Security challenges have also strained Nigeria’s democracy. Insurgency in the North East, banditry in the North West, separatist agitations in the South East, and herder-farmer conflicts across the Middle Belt have collectively resulted in thousands of deaths and displacements. According to the Global Terrorism Index 2024, Nigeria ranks as the eighth most impacted country by terrorism. The government’s difficulty in ensuring safety erodes public confidence in the state’s capacity and legitimacy.
The economy poses another critical remonstrance. Nigeria’s Gross Domestic Product (GDP) per capita stands at approximately $2,400 as of 2024, with over 40 per cent of the population living below the national poverty line. High unemployment and inflation have fueled discontent and disillusionment with democratic governance, especially among youth. Without addressing economic grievances, the democratic dividend will remain elusive for many Nigerians.
Ethnic and religious divisions further complicate Nigeria’s democratic consolidation. Politicians often exploit identity politics for electoral gains, exacerbating social tensions.
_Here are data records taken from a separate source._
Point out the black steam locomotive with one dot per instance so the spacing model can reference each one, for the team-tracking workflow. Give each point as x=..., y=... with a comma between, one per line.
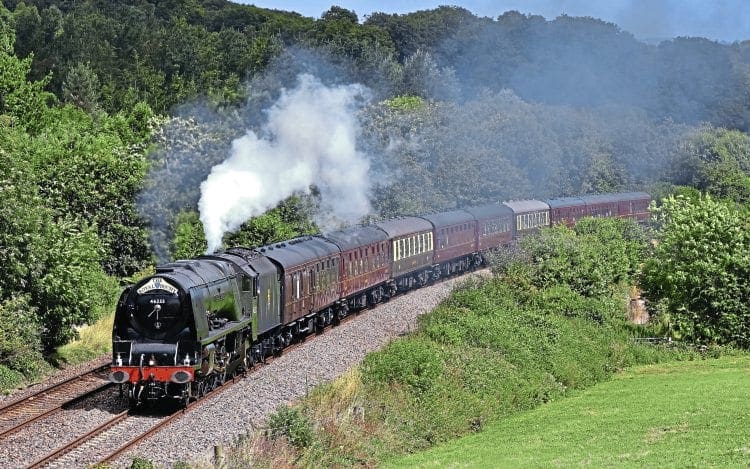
x=183, y=331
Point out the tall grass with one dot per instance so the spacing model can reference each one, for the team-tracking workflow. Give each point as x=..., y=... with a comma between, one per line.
x=486, y=353
x=93, y=341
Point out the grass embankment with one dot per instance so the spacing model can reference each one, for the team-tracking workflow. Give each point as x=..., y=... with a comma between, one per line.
x=689, y=414
x=93, y=341
x=490, y=351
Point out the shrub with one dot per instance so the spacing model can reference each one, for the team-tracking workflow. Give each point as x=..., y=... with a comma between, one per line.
x=290, y=423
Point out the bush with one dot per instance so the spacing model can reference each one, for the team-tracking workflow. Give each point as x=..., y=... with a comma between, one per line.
x=21, y=344
x=697, y=276
x=290, y=423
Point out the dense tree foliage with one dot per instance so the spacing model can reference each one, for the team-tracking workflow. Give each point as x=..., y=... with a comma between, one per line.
x=697, y=276
x=55, y=190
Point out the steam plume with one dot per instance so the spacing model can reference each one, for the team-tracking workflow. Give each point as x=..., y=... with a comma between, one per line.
x=309, y=138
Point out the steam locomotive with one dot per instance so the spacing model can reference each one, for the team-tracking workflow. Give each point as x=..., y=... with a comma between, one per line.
x=183, y=331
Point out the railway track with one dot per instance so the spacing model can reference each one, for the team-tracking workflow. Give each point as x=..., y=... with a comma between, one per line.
x=117, y=435
x=127, y=429
x=19, y=414
x=124, y=431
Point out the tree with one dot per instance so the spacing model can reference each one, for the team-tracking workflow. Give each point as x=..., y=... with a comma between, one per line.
x=716, y=161
x=697, y=275
x=23, y=102
x=81, y=88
Although federal character principles aim to promote inclusiveness, they have also sometimes fostered a quota mentality rather than merit-based appointments.
Gender representation remains inadequate in Nigeria’s democratic institutions. Women occupy less than 10 per cent of seats in the National Assembly, one of the lowest rates globally. Efforts to pass gender parity bills have faced stiff resistance, highlighting deep-seated cultural and institutional barriers to female political participation.
Civil liberties, while constitutionally guaranteed, are under threat. Crackdowns on protesters, restrictions on press freedom, and surveillance of activists reveal an authoritarian streak within the democratic framework. The controversial Twitter ban in 2021 exemplified the country’s willingness to curb digital freedoms, prompting domestic and international criticism.
The political crisis in Rivers State embodies broader democratic struggles. Attempts to control the state through undemocratic means expose weaknesses in federal institutions and the rule of law. Immediate restoration of democratic governance in Rivers State is vital to preserving Nigeria’s democratic integrity and institutional credibility.
Local governments remain under the control of state governors, depriving citizens of grassroots democracy. Last year’s Supreme Court judgment on local government autonomy is promising, but state-level resistance threatens its implementation. Genuine autonomy would bring governance closer to the people and foster democratic innovation.
As we mark Democracy Day, we must honour the sacrifices of Chief M.K.O. Abiola, Kudirat Abiola, Femi Falana, Chief Gani Fawehinmi, Pa Alfred Rewane, President Bola Tinubu, and countless others, who fought for Nigeria’s freedom. As democracy in Nigeria continues to evolve after 26 years, this day should inspire action toward its renewal. With despotism and state failure as real threats, both citizens and leaders must take responsibility—citizens by demanding more, and leaders by delivering. Excuses are no longer acceptable.